Besides, for Naravane to rewrite his orders unilaterally would only allow further distancing of the regime from escalatory outcomes. Since escalation would necessarily involve other resources as the air force, it was not a decision that Naravane could have arbitrarily wrested. What was the role of regime-favourite General Rawat, then Chief of Defence Staff, is not covered by posthumously published hagiographies.

Finally, the effect of orders to be non-provocative was in the tamest of options being exercised: occupying un-held heights in our own territory. If the troops could take the ridgeline, surely they could have rolled down on the other side too, where a strategic prize lay: Rodok. Alternatively, the military could have recaptured grabbed land, in an albeit-delayed riposte.

It is clear that to the political level the mobilisation was intended as a rerun of Op Parakram: a post-facto hustle-bustle touted as succeeding in deterring the Chinese. To its eternal credit, the late-August not-quite-politically-blessed feat-of-arms was the army’s bid to retrieve reputational costs.

Accountability, anyone?

What accounts such over-weening strategic restraint and taciturnity on part of the regime, that otherwise luxuriates in both on the other, western, front?

The answer is at the grand strategic and political levels.

At the former level, we have two points made by minister Jaishankar to go on. Jaishankar had earlier clarified the regime’s grand strategy, saying, “Look, they (China) are the bigger economy. What am I going to do? As a smaller economy, I am going to pick up a fight with the bigger economy? It is not a question of being reactionary, it’s a question of common sense….” Perhaps Jaishankar schooled the prime minister on his ‘war is history’ thesis.

The second is quoted by Naravane: “The longer the talks draw out, the better, as the positions we now hold become semi-permanent and in time, it will become the “new status quo”... We should be prepared to continue with our forward deployment not only for this winter but for as long as it takes, even years, if necessary… (p. 308, italics added)”

Naravane cites Jaishankar as standing against ‘partial solutions’ and for ‘principled positions’ in the military-to-military talks (p. 306). Clearly, this makes for unending talks.

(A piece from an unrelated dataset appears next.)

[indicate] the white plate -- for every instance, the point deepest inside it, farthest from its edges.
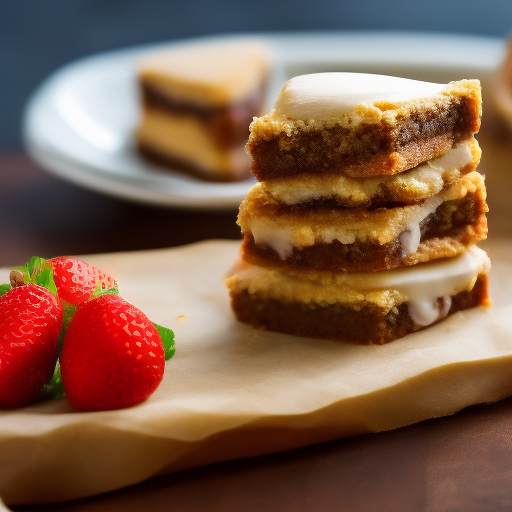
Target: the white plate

Taken together, the regime is shown up as determined not to take up cudgels with China, citing power differentials. Sushant Singh, who brought Naravane’s perspective back into the reckoning, argues that the power differential is unlikely to be narrowed. So what’s the purpose of a ‘new status quo’?

The answer is necessarily to be probed for at the political level. The primacy of the regime’s political project keeps the regime from taking on the Chinese. It cannot afford a diversion, leave alone a defeat. Such prioritisation obviously cannot be put down in writing in an NSS.

Further and more importantly, what differentiates this regime from preceding governments is that it cannot possibly say out loud (as yet) what the ingredients of a chapeau for any NSS are - its vision and aims. Doing so would place any such NSS afoul of Constitutional accountability. Thus, for the regime, not having an NSS helps it duck accountability in a far more significant way.